For months, Israel’s horrific campaign against Rafah has sent waves of terror through the exhausted camps, putting traumatized children and frightened parents on edge. According to Elder, “The deprivation means despair pervades the population. And people’s nerves are shattered amid unrelenting attacks. . . . They were so desperate for their nightmare to end, that they hoped to be killed.”
The Rafah invasion comes shortly after Congress approved the largest military aid package to Israel in US history. In an attempt to massacre Palestinians in the dark and silence those who speak up against genocide, Israel has expelled Al Jazeera, while the United States has potentially banned TikTok, clamped down on antigenocide protests on its campuses, and passed a new McCarthyite bill aiming at criminalizing criticism of Israel in the United States under the guise of fighting antisemitism. And in a blatant assault on the idea of international justice, twelve Republican senators, including Senate Minority Leader Mitch McConnell, signed a letter threatening International Criminal Court officials and their family members with sanctions and other penalties if they move forward with international arrest warrants against Israeli leaders accused of committing war crimes in Gaza.

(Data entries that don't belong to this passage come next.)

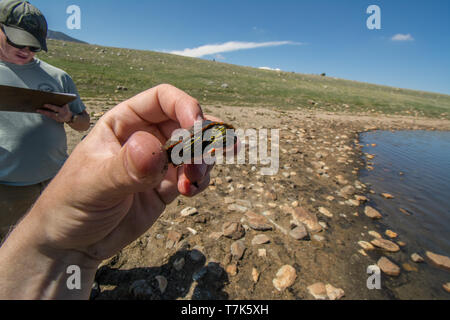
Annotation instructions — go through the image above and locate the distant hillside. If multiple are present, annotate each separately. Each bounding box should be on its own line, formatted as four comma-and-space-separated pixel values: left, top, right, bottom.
39, 40, 450, 119
47, 30, 87, 44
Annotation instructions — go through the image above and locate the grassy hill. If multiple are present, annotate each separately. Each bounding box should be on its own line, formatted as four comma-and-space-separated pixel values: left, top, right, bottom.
39, 40, 450, 119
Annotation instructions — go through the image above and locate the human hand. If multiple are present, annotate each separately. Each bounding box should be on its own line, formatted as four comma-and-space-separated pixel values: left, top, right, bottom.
37, 104, 73, 123
27, 85, 214, 261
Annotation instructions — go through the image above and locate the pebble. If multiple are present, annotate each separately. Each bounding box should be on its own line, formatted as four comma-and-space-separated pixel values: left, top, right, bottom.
128, 280, 153, 299
231, 240, 246, 260
222, 222, 245, 240
370, 239, 400, 252
181, 207, 198, 217
228, 203, 248, 212
411, 253, 424, 263
425, 251, 450, 271
189, 248, 205, 262
155, 276, 168, 294
384, 230, 398, 239
325, 283, 345, 300
289, 223, 308, 240
173, 257, 185, 271
272, 265, 297, 291
358, 241, 375, 251
313, 234, 325, 242
292, 207, 322, 232
319, 207, 333, 218
192, 267, 208, 281
364, 206, 383, 219
339, 186, 356, 199
186, 227, 198, 236
377, 257, 400, 277
307, 282, 328, 300
252, 234, 270, 245
402, 263, 419, 272
252, 268, 259, 283
258, 249, 267, 258
245, 211, 273, 231
225, 264, 237, 277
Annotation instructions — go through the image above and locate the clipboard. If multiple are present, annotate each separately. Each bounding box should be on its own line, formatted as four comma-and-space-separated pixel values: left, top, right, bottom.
0, 85, 77, 113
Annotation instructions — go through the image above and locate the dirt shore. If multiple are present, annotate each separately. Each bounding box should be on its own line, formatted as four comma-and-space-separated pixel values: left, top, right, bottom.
68, 100, 450, 300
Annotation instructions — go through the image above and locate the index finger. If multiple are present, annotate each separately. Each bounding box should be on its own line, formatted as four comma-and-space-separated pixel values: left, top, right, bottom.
105, 85, 203, 140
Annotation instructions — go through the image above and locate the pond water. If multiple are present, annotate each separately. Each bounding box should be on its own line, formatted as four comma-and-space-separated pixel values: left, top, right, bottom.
360, 131, 450, 256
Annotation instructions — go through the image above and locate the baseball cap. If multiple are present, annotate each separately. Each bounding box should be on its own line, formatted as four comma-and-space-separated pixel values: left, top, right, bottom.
0, 0, 48, 51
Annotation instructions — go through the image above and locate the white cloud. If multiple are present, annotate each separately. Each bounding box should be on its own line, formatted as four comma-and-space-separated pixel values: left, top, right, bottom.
170, 41, 301, 58
391, 33, 414, 41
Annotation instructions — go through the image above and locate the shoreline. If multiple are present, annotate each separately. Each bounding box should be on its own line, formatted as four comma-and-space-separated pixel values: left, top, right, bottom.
68, 105, 450, 300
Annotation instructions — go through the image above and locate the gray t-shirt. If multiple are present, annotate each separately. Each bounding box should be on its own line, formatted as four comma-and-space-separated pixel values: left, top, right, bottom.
0, 59, 86, 186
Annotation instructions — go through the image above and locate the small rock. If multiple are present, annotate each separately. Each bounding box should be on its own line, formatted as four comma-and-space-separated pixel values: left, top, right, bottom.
292, 207, 322, 232
222, 222, 245, 240
313, 234, 325, 242
173, 257, 185, 271
339, 186, 356, 199
272, 265, 297, 291
181, 207, 198, 217
358, 241, 375, 251
307, 282, 328, 300
377, 257, 400, 277
252, 234, 270, 245
289, 223, 308, 240
425, 251, 450, 271
325, 283, 345, 300
258, 249, 267, 258
370, 239, 400, 252
225, 264, 237, 277
245, 211, 272, 231
402, 263, 419, 272
364, 206, 383, 219
384, 230, 398, 239
192, 267, 208, 281
368, 231, 383, 239
155, 276, 168, 294
206, 261, 223, 278
228, 203, 248, 212
166, 230, 182, 249
411, 253, 424, 263
319, 207, 333, 218
129, 280, 153, 299
186, 227, 198, 236
231, 240, 246, 260
189, 249, 205, 262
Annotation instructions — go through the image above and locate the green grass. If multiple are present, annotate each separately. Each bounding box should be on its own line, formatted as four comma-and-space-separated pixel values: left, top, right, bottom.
39, 40, 450, 119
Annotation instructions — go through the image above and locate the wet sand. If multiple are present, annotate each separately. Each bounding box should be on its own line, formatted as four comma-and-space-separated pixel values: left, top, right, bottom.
64, 100, 450, 300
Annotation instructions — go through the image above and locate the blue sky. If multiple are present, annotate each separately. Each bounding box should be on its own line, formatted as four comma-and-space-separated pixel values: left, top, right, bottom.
29, 0, 450, 94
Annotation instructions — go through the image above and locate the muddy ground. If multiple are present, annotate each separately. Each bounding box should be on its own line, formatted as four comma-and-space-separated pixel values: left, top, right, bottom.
68, 100, 450, 300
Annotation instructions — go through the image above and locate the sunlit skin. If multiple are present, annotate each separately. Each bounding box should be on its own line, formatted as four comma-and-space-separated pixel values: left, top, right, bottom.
0, 30, 36, 66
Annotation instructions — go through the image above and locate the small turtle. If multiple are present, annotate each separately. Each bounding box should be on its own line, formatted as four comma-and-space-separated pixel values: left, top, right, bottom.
164, 120, 237, 166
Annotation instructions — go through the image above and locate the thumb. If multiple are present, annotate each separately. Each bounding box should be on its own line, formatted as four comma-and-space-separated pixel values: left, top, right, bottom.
107, 132, 168, 197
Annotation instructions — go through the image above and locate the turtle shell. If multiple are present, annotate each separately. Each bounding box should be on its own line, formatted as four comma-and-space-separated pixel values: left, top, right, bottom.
164, 120, 237, 164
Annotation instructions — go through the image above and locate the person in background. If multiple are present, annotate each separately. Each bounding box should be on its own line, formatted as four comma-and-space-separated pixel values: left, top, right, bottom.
0, 0, 90, 240
0, 85, 214, 300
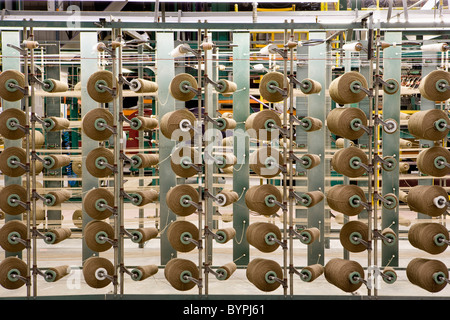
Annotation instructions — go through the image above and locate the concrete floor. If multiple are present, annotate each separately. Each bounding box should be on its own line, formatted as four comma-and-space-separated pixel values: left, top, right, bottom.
0, 205, 450, 298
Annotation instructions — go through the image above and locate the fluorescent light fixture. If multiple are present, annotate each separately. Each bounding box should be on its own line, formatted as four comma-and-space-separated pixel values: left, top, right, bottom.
259, 44, 278, 54
126, 0, 338, 4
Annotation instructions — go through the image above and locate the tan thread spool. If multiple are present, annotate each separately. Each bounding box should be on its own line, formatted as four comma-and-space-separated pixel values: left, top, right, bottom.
246, 222, 282, 252
42, 79, 69, 92
44, 228, 72, 244
216, 262, 237, 280
166, 184, 199, 217
130, 116, 158, 131
0, 184, 27, 215
246, 258, 283, 292
22, 130, 45, 150
0, 147, 28, 177
0, 257, 28, 290
417, 147, 450, 177
216, 190, 239, 207
170, 146, 200, 178
169, 73, 198, 101
81, 108, 114, 141
86, 147, 114, 178
329, 71, 367, 105
44, 265, 70, 282
327, 107, 367, 140
245, 184, 282, 216
0, 108, 26, 140
72, 209, 83, 228
324, 258, 364, 292
83, 257, 114, 289
249, 147, 284, 178
300, 227, 320, 245
131, 189, 159, 207
408, 109, 450, 141
216, 228, 236, 243
130, 78, 158, 93
245, 110, 281, 140
327, 184, 367, 216
259, 71, 289, 102
297, 153, 321, 170
131, 264, 158, 281
86, 70, 117, 103
130, 227, 159, 243
164, 258, 199, 291
0, 220, 27, 252
300, 263, 324, 282
83, 188, 114, 220
419, 70, 450, 101
43, 154, 70, 170
84, 220, 114, 252
131, 153, 159, 169
406, 258, 448, 292
298, 117, 323, 132
159, 109, 196, 141
407, 185, 448, 217
167, 220, 199, 252
331, 147, 368, 178
339, 220, 369, 252
408, 222, 449, 254
398, 190, 408, 203
0, 70, 25, 101
44, 190, 72, 206
300, 78, 322, 94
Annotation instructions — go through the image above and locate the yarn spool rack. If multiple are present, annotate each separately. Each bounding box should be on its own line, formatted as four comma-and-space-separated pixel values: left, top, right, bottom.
0, 20, 448, 295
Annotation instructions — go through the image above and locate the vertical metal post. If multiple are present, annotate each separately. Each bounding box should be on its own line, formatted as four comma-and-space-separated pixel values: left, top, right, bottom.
1, 31, 22, 258
233, 32, 250, 265
113, 29, 125, 295
24, 28, 37, 297
156, 32, 177, 265
281, 26, 292, 295
43, 42, 63, 227
80, 31, 98, 263
23, 28, 32, 297
203, 30, 217, 295
194, 29, 207, 295
381, 32, 402, 267
308, 31, 328, 265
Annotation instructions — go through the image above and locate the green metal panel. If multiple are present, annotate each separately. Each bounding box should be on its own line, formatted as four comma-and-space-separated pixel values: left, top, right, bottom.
233, 32, 250, 265
80, 32, 98, 262
381, 32, 402, 267
2, 31, 22, 258
308, 32, 328, 264
417, 40, 440, 219
156, 32, 177, 265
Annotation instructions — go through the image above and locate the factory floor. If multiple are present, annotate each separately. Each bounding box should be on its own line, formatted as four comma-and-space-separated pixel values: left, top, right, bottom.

In a tragic historical irony, the Rafah invasion is coinciding with Holocaust Remembrance Day, which is commemorated with the promise of “Never Again.” It also coincides with Nakba Day, where heartbreaking scenes of exodus unfolding from Rafah are horrifically echoing past injustices — a chilling reminder that the Nakba never really ended.
The tragedy in Gaza is unfolding in broad daylight, with the United States’ implicit approval and Western complicity more broadly. As UNICEF’s James Elder put it, “Gaza has shattered humanity’s records for its darkest chapters. Humanity must now urgently write a different chapter.”